Unfortunatly, a lot of companies collect such data (IE, blockbuster card, stop+shop discount card). Whenever you let someone identify you with a number for your own convenience your privacy is at risk.

I don't know what the fuss is about

<GRUMPINESS>Who cares what these people are doing with CueCat data? No one I know is inclined in the least to install the CueCat, much less use it to scan magazine bar codes. I think the idea comes from some marketing drone's graduate thesis, and s/he was lucky enough to find a company dumb enough to implement it. The .001% who actually use it deserve to have whatever passes for their personal lives invaded.</GRUMPINESS>

Re:How to disable cuecat id?

here's the link [matrixpm.com]
--

Re:How Microsoft can use this

I have a rather novel way of circumventing this diabolic scheme.

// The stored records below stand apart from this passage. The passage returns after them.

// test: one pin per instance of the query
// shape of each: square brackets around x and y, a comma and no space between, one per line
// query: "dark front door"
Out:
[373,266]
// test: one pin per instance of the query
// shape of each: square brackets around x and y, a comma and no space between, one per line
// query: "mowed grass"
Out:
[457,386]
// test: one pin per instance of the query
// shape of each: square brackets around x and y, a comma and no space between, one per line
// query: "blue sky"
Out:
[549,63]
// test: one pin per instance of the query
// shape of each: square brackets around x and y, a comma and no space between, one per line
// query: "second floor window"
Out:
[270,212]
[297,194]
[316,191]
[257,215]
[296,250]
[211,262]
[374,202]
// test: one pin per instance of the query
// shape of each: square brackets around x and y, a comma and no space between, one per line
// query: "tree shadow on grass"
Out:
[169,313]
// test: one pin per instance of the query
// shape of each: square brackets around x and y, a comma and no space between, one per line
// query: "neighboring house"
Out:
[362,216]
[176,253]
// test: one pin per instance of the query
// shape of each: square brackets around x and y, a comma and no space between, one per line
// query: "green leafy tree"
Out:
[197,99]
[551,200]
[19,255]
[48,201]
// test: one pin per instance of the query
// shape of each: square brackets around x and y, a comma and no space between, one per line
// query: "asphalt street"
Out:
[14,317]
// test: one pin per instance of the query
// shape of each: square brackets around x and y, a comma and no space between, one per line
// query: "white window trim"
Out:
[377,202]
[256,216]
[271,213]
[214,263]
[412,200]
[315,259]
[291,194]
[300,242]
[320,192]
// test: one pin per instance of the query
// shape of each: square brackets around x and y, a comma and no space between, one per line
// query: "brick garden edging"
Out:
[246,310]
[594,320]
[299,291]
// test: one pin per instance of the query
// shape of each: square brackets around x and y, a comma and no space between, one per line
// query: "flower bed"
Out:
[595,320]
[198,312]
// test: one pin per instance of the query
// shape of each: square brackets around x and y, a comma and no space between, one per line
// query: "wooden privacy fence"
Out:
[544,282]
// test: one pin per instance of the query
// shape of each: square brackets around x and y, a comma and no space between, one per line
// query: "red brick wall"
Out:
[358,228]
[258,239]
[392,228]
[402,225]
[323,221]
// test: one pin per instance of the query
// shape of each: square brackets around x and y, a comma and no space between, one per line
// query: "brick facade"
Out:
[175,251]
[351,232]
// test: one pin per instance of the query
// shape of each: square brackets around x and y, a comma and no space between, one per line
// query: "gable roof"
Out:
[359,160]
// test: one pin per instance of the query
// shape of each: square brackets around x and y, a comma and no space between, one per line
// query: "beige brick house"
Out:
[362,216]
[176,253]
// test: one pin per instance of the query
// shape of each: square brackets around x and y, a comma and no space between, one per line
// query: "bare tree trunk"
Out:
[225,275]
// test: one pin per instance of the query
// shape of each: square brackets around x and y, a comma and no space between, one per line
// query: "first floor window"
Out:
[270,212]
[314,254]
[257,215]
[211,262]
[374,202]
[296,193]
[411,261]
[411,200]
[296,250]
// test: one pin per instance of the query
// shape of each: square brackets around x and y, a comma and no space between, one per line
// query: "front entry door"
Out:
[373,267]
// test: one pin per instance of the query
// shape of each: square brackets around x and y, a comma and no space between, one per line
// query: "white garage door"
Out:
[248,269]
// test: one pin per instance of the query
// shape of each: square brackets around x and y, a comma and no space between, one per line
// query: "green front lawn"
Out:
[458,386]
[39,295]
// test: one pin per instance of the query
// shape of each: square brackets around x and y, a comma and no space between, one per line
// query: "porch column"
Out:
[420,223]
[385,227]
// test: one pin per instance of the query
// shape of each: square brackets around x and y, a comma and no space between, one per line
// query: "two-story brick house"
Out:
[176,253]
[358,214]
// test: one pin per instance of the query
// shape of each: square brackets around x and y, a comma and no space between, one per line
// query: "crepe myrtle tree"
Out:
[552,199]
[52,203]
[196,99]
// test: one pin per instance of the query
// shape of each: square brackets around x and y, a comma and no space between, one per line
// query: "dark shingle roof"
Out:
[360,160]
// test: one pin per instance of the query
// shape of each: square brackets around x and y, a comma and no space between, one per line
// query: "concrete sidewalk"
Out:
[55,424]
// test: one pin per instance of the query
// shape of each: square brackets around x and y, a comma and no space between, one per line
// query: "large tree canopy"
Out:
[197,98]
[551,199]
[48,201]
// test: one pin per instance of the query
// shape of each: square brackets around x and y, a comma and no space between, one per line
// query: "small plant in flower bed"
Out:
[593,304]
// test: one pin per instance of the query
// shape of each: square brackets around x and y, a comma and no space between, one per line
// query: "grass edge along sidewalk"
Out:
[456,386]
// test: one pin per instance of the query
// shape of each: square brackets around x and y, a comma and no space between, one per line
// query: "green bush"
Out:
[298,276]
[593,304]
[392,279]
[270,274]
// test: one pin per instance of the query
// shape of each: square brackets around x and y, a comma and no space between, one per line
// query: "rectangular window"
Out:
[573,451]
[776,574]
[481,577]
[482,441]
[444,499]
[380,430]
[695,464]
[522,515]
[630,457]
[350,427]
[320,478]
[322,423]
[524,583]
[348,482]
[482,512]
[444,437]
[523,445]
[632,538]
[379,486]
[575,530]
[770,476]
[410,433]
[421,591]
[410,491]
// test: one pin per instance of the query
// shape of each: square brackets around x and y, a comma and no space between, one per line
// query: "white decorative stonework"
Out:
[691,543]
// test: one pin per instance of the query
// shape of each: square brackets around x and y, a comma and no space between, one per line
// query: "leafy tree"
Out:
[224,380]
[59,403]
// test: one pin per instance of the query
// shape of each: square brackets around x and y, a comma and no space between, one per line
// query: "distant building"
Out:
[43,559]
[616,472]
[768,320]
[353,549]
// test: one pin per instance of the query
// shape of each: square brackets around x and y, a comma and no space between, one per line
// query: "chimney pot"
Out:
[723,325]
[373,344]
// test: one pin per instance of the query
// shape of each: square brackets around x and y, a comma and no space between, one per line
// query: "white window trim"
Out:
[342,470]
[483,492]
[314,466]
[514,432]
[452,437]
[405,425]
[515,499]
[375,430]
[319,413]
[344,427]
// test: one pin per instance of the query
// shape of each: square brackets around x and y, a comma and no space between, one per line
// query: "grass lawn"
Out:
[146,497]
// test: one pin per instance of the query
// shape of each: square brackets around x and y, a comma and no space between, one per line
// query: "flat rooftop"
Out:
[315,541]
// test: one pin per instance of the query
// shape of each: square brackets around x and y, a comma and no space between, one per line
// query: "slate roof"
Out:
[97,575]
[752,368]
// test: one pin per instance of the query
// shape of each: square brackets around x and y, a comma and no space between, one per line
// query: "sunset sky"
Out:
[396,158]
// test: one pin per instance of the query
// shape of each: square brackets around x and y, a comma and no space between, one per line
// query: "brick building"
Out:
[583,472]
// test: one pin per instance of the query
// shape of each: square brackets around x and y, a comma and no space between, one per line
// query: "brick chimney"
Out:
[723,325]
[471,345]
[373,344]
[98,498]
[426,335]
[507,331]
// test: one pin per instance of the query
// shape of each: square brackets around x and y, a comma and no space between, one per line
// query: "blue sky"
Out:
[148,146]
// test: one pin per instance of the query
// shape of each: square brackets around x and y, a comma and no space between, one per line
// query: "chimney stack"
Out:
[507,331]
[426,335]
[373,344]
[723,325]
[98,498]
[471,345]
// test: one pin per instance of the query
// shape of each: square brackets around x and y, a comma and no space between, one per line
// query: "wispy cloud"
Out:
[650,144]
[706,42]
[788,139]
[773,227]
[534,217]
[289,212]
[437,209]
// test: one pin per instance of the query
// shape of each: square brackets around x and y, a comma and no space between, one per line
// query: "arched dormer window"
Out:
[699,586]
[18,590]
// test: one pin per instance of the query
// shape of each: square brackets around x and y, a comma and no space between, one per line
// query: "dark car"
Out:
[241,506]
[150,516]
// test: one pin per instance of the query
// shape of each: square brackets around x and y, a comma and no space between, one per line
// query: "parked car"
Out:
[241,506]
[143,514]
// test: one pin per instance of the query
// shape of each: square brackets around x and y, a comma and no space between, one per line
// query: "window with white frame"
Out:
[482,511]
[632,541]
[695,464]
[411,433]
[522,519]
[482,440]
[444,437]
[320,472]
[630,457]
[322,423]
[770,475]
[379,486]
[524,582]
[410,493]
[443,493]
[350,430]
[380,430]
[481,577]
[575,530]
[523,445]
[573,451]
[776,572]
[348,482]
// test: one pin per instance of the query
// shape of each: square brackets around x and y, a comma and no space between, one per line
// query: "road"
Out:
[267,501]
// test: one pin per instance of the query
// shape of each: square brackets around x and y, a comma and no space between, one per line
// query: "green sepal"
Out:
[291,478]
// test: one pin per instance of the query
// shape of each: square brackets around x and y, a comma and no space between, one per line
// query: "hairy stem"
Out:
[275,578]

It's called a zerox :) Barcodes are surprisingly easy to copy and surprisingly hard to secure. There are even barcode generator plugins available for many popular packages.

DC Lets you opt out of ID 'feature'

Per Digital Convergence's Privacy Policy [digitalconvergence.com]

Opt-Out Announcements and Notifications
For our members' benefit, we offer the ability to opt-out. Just say "No" to any offers we send you. At any time, you may request to be removed from Digital:Convergence's database and we will honor such a request

Wouldn't this be easier than hacking the hardware? The FTC has been pretty good about holding websites to their privacy policies, so assuming DC provides a way it can be independently verified, this sounds like a simple option.

Look who's talking.

The url of CNet's story(http://news.cnet.com/news/0-1005-200-2826868 .html?tag=st.ne.1002.tgif.ni) just makes me wonder: Isn't CNet also playing the "demographics" game? They could log where you are by you by your IP, your OS by your browser string, and other things.

Just goes to show how corruptly curious companies are getting this day in age.